Insuffler le goût de l'effort en école !

  • Par le commandant Céline Morin
  • Publié le 15 avril 2025
Plusieurs élèves gendarmes en treillis kaki en position de gainage latéral sur le bitume à l'orée d'un bois.
© E.G. Eugénie Taupin

De l’évaluation initiale des élèves dès leur arrivée en école, à la préparation physique opérationnelle, l’entraînement physique militaire et sportif dispensé lors de la formation initiale permet de préparer les futurs gendarmes aux besoins opérationnels de leur futur métier. La pratique sportive régulière, qu’elle soit individuelle ou collective, permet également de transmettre aux jeunes recrues les valeurs communes à l’univers du sport et au monde militaire : cohésion, engagement,  dépassement de soi, résilience, etc. Immersion à l’école de Chaumont.

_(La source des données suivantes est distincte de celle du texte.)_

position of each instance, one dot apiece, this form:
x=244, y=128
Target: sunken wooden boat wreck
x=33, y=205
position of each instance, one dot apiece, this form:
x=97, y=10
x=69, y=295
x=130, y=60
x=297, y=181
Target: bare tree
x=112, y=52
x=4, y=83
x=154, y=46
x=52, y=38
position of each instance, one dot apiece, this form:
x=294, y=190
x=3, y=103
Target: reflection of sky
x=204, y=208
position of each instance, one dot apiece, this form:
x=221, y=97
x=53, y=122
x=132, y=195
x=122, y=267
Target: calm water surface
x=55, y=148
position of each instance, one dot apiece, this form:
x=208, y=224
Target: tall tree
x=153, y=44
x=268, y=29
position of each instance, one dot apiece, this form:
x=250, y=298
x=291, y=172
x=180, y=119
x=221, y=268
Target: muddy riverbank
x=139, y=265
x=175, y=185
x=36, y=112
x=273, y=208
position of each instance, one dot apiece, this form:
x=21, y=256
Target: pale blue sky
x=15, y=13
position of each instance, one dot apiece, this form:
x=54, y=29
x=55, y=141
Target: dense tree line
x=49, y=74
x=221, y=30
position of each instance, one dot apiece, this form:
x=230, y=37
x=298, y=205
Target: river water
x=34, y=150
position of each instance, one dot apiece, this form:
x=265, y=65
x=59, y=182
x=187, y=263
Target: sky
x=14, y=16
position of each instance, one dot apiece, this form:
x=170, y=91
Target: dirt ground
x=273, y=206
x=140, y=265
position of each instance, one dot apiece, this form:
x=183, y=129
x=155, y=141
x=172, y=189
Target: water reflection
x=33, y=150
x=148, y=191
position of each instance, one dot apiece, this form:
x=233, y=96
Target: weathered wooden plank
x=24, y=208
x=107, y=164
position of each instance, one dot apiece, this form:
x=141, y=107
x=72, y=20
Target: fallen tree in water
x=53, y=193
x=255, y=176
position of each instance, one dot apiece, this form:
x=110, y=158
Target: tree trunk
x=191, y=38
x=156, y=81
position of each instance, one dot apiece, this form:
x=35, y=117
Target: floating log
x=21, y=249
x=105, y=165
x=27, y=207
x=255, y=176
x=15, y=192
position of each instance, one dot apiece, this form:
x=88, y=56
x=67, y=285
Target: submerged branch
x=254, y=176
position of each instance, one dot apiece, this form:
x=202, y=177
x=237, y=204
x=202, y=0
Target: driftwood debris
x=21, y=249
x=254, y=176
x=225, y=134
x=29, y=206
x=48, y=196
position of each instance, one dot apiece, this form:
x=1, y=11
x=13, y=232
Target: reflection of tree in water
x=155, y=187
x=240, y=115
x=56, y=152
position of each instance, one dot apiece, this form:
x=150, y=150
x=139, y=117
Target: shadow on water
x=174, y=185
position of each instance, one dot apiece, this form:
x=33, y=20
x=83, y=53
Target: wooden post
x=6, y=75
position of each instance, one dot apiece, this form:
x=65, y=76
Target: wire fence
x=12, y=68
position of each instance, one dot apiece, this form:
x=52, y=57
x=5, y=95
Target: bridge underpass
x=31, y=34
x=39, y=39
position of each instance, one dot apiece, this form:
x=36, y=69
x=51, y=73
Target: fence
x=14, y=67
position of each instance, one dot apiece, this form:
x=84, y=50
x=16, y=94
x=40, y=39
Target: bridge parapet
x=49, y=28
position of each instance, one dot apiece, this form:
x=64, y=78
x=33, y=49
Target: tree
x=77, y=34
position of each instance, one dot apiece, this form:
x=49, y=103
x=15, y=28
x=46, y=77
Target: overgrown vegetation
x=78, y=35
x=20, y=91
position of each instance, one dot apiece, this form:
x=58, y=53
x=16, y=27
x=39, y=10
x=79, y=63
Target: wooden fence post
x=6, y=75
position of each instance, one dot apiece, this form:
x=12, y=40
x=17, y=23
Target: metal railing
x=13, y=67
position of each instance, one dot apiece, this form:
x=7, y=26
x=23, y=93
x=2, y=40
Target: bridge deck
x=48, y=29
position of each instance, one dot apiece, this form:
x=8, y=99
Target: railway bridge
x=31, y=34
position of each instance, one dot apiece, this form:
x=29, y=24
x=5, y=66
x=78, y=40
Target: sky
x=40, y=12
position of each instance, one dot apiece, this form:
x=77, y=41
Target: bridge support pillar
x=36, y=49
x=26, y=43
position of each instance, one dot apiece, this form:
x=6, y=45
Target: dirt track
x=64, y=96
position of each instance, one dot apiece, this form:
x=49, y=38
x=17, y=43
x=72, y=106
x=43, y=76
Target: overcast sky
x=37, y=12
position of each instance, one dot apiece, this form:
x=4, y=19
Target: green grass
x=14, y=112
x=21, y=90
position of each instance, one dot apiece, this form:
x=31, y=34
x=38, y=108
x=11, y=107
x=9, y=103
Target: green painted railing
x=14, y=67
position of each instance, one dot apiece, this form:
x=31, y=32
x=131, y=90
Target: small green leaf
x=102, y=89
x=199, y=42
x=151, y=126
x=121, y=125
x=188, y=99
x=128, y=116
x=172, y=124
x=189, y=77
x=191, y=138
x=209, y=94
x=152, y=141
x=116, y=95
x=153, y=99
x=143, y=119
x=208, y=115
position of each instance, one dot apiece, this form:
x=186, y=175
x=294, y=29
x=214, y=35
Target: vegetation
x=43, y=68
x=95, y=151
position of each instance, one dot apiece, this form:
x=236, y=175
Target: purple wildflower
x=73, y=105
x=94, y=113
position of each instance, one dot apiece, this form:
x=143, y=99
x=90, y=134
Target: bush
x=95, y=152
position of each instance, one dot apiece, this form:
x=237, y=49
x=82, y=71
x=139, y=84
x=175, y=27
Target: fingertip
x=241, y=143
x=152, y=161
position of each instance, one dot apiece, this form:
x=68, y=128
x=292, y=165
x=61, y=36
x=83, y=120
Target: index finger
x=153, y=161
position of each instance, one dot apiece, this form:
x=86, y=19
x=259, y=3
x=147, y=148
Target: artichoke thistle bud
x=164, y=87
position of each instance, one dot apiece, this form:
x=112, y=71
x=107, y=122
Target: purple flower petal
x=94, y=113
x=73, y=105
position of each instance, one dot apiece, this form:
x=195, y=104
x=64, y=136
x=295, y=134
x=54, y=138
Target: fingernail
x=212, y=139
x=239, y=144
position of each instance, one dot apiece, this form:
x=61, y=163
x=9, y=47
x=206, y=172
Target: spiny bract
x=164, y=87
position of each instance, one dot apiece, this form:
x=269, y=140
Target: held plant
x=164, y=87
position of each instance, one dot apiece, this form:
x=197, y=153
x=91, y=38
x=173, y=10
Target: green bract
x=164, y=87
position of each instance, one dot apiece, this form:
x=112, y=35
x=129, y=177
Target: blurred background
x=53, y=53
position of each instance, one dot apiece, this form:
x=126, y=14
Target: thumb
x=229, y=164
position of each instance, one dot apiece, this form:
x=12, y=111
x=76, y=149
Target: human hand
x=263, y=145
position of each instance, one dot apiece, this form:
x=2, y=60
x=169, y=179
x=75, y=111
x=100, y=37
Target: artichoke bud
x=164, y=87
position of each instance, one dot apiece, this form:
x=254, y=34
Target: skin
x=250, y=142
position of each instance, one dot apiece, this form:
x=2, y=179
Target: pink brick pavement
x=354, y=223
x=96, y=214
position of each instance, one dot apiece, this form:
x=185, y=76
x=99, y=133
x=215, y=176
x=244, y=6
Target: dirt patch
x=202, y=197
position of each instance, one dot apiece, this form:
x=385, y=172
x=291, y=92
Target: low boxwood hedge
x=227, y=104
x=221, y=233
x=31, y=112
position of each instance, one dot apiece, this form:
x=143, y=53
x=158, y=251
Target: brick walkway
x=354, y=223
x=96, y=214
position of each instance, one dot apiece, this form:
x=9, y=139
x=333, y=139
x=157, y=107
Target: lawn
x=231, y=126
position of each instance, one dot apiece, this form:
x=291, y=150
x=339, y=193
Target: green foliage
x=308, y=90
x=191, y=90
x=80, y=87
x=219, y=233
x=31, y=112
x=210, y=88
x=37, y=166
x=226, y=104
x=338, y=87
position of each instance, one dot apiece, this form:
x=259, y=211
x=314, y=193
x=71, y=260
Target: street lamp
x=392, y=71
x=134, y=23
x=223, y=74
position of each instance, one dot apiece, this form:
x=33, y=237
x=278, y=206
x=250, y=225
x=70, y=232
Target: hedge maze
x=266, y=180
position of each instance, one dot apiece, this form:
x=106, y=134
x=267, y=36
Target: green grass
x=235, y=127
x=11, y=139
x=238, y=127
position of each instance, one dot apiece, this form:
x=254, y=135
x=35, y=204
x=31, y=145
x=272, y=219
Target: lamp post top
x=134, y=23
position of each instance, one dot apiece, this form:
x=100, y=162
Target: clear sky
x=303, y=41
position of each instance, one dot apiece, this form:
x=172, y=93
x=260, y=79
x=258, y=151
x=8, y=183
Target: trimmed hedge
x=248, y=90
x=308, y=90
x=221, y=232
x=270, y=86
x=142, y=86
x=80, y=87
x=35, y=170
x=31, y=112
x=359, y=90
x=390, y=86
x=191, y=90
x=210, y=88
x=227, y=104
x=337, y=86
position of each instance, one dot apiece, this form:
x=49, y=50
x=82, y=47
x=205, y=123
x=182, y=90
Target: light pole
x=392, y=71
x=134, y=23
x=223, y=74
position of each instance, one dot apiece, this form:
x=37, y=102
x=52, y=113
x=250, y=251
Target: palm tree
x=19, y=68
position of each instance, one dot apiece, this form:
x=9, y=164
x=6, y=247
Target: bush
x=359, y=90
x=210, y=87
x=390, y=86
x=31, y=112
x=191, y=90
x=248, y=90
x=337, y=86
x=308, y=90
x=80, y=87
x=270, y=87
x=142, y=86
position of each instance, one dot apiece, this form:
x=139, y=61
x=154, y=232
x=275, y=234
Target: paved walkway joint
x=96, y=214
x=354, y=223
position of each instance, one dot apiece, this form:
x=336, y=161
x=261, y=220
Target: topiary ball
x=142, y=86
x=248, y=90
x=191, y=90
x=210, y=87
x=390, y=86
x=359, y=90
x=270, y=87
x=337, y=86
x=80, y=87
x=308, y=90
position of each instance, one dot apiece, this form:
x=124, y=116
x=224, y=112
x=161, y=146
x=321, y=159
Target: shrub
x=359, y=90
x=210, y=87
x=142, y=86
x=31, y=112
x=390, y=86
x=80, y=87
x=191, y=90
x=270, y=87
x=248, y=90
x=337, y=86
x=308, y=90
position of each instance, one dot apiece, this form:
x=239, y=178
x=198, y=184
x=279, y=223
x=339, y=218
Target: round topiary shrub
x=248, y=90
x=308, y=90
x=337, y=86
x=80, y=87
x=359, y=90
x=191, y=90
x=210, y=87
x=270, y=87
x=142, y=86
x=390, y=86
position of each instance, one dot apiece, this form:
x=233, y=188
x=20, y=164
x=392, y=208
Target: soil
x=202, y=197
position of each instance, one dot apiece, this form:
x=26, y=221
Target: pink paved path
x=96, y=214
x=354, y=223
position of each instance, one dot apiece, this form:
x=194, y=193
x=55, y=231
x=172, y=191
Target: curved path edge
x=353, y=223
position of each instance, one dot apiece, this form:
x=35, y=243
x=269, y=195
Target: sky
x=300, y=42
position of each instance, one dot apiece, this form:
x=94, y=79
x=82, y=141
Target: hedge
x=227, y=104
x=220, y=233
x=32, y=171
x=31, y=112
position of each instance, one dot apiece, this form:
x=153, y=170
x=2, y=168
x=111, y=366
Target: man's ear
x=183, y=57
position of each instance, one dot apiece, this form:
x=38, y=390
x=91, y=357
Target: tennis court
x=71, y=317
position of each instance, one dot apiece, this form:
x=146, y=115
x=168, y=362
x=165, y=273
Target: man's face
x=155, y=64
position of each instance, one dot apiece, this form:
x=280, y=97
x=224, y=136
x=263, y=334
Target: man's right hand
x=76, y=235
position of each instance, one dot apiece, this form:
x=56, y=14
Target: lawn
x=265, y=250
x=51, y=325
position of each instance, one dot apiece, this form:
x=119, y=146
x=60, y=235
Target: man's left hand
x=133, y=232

Il est encore tôt en cette matinée d’août, mais la journée s’annonce déjà chaude. À peine le jour levé, les « quartiers » de l’École de gendarmerie (E.G.) de Chaumont se réveillent au rythme des activités de chaque compagnie d’élèves-gendarmes. Tandis que certains élèves se rendent au mess, où les passages sont échelonnés, d’autres pratiquent l’ordre serré sur la place d’armes, entonnant leur chant à pleins poumons. D’autres encore se rendent dans les salles de cours. Enfin, il y a ceux que des activités plus physiques attendent, que ce soit dans le cadre de la pratique sportive au sens strict ou des activités opérationnelles nécessitant un engagement physique, à l’instar de la Maîtrise sans arme de l’adversaire (MSAA). Mais toutes les jeunes recrues n’arrivent pas en école avec la même appétence pour le sport ni avec la même condition physique.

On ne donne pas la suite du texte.